When Carrie Locklyn leaves her Haddonfield home to commute to the office, it’s still dark outside. Like, dark dark. Because it’s around 9 pm.

As a QVC guest host presenting the shopping channel’s signature home line, Home Reflections, the Cape May native regularly takes the one-hour trip to West Chester, PA, for a full day – sometimes longer – of live TV. 

“I’ll be on air for about half an hour at a time, then I might have an hour break before I’m back on again,” Locklyn says.  

Luckily, the studios are located in QVC’s headquarters, a campus of sorts complete with a coffee shop, cafeteria, lots of open space and a handful of fellow QVC employees to help pass the time. 

For Locklyn, activities between appearances usually consist of drinking coffee, eating pieces of candy and taking advantage of the massage chairs in the green room while QVC plays in the background (there’s a TV in every room playing QVC – some even have the airings from different countries around the globe). 

“I’m careful with how much I eat on my breaks,” Locklyn says. “Because if you eat too much you can get tired and feel numb. And when you’re on air, you have to be on. I wouldn’t quite say it’s like being an athlete, but it does have endurance to it.”  

During those breaks, she’s probably brushing up on everything there is to know about the products she’ll be introducing to millions of viewers in the next segment. You’ll never see Locklyn on air with any kind of cheat sheet, that’s a QVC faux pas. “It’s all from memory,” she says. 

Her ability to stay on her feet and keep so much information organized in her head are skills she credits to her eclectic resume. She’s been a professional dancer, a bartender, a TV host for HGTV’s “Extreme Makeover: Home Edition” and other shows, as well as a stand-up comedian and improv performer.  

“It’s kind of like remembering choreography or remembering the recipe of a drink, and you’re also presenting and entertaining at the same time,” Locklyn says. “I’ll use each product in my personal life and look at it from a functional end first. Then, of course, from the beauty side. Then I learn the technical pieces.” 

“So if I’m presenting a set of sheets, I learn where the cotton is from, how it washes, how it stretches and breathes. I have a Rolodex of information in my brain, with everything I want to say about the product. Sometimes, the host will ask me a question that I didn’t think of, but because I know the product so well, I’ll be able to answer it.”

And then…it repeats. But it’s never the same, says Locklyn. Because each time she goes on air, she’s introducing viewers to a different product. Since first appearing on the network in 2018, she’s shown everything from decorative lanterns and charcuterie boards to travel pillows. 

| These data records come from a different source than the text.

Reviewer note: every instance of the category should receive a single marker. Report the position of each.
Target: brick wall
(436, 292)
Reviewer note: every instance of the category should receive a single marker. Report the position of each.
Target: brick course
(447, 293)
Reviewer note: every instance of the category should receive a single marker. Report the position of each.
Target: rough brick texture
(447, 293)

None of these segments are scripted, she notes. Everything you’re seeing is off-the-cuff, which leaves some room for creative choices, but zero room for switching to autopilot. “Every time I present, I’m presenting a different product with a different host at a different time of the day and a different week. And anything can happen – it’s live TV.” 

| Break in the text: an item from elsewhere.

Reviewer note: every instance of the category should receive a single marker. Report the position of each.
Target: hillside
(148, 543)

Like the time Locklyn presented a set of towels that are described as “super absorbent.” But that phrase can sound jumbled when you say it out loud, so she decided to pivot. “On air, I decided to say, ‘these towels really suck up the water in a minute,’” Locklyn says. “And the second I heard myself say it out loud, I thought, ‘No, don’t do that again.’” 

The longest stretch of time Locklyn has spent at the studio has been 26 hours, when she was presenting a product for Today’s Special Value – TSV for short – which is the network’s extra-special deal that is offered for 24 hours. It’s something she’s participated in multiple times. 

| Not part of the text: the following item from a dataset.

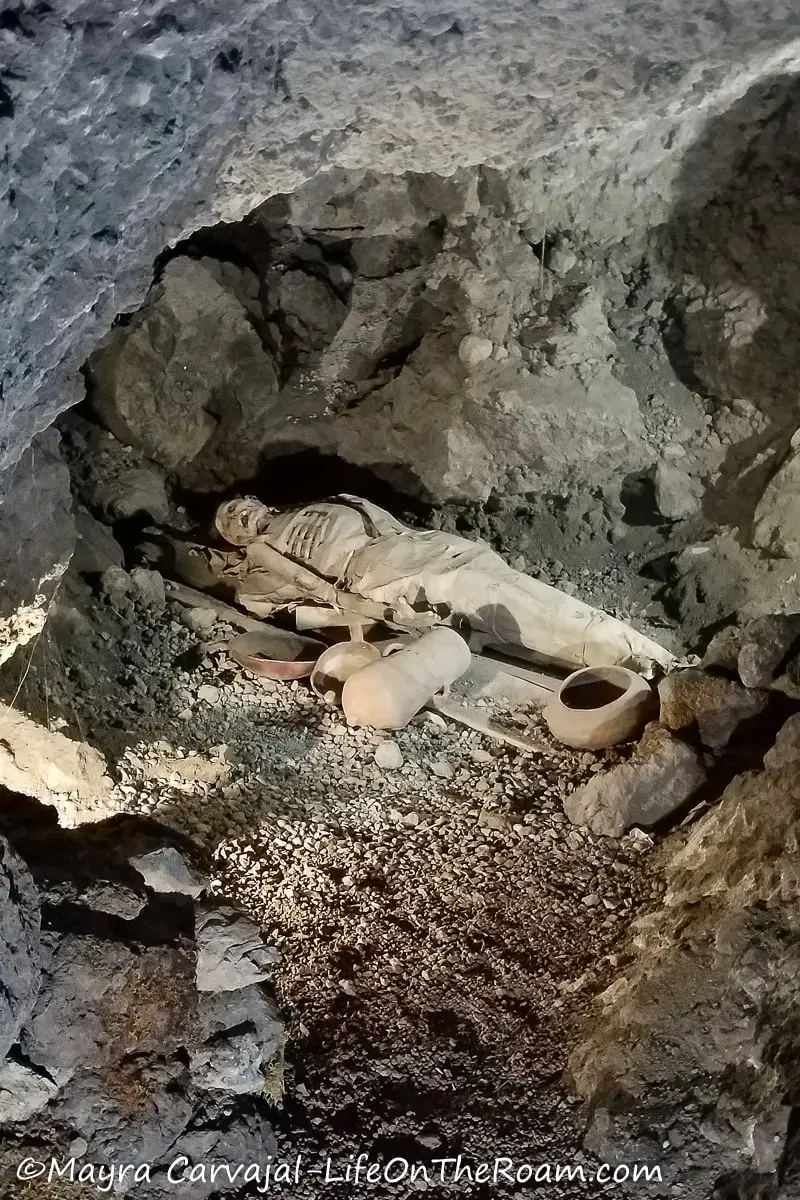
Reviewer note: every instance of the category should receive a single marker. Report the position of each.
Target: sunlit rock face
(127, 129)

“For those, I have to be there at 10 pm the night before, and then we’ll debut it at midnight, present it throughout the morning, have a small break, then start back up at 7 am for the rest of the day.” 

Leading up to that midnight debut, Locklyn will meet with producers, do a walkthrough on the set, speak with the host, speak with the directors and set designers to make sure everyone’s on the same page. But for regular segments, there’s no rehearsal. It’s just go. 

Some people would be turned off by weird hours and the stress of live television, but for Locklyn, this has always been a bucket list item.

“I’ll have these moments when I go through the security check-in and I think, ‘Wow, I watched this with my mom and my grandma and here I am,’” she says. “And my mom still watches every single one of my airings.”